Irrespective of the public availability of the data underlying a study, authors are obliged to provide all original data that have led to the results represented in the submitted work, if this is deemed necessary and requested by the editor or the journal staff for the assessment of the work.
For reporting enzymology data, we recommend using STRENDA DB – the output “Fact Sheet” should be provided as supporting information. For reporting glycomics data, we recommend using MIRAGE guidelines.
When depositing data or software/code associated with the submitted work in publicly accessible databases or repositories, the authors should provide an acknowledgement to the relevant dataset within the submitted manuscript and add a citation to the list of references (please see the section 2.4 of Instructions for Authors). Accordingly, the cited dataset/software must be made publicly available no later than upon publication of the article.
If a funder requires the funding information to be reported, then the authors must provide this information using the funding data lookup tool provided during the revision step. In addition, this information should be included in the Funding section within the main manuscript. The Beilstein Journal of Organic Chemistry delivers the provided funding information to Crossref and PubMed Central as part of the published article metadata, thus fulfilling funder reporting requirements.
The authors retain copyright of their articles. All articles published in the Beilstein Journal of Organic Chemistry are published under a Creative Commons Attribution (CC BY) License, which permits unrestricted use, distribution, and reproduction in any medium, provided the original work is properly cited. More information can be found on our Copyright & License webpage.
When submitting an article to the Beilstein Journal of Organic Chemistry to be published open access, authors are not charged any publication fee. All publication costs for the journal are completely covered by the Beilstein-Institut. The Beilstein Journals do not limit the number of articles to be published or have a maximum acceptance rate threshold. Authors are required to submit manuscripts via the Beilstein Publishing System. The Beilstein Journal of Organic Chemistry does not accept manuscripts submitted by email.

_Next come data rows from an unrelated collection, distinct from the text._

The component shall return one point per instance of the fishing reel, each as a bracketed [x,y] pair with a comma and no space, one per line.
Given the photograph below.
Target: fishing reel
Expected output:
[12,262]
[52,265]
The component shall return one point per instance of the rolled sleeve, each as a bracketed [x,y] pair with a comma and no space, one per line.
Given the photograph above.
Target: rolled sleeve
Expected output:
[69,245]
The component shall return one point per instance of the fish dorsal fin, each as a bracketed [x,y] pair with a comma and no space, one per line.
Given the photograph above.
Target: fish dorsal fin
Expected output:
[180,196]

A competing interest exists when an individual (or the individual's institution) has financial, personal, or professional relationships with other persons or institutions that could unduly bias their actions or judgements. Competing interests may arise of those relationships, irrespective of whether the judgement is actually affected or only potentially affected. In particular, all participants in the peer review process are responsible for recognizing and disclosing all relationships that could be viewed as presenting potential conflicts of interest.
Competing interests could interfere with a referee’s objective assessment of the manuscript under peer review or might impair the final decision of an editor regarding acceptance or rejection of a manuscript. Competing interests can include any of the following examples:
Financial Competing Interests
Personal or Professional Competing Interests
The selection of peer reviewers with obvious competing interest, such as those who work in the same institution as any of the authors, is to be avoided. Authors may provide editors with the names of persons they feel should not be asked to review the manuscript because of potential conflicts of interest. When possible, authors should explain such concerns to facilitate the editor's decision-making whether or not to honor such requests. Referees who anticipate that the necessary objectivity for reviewing the manuscript is seriously impaired should exclude themselves from the peer review of the paper. In any case, editors must consider the referees' statements when weighing their recommendations.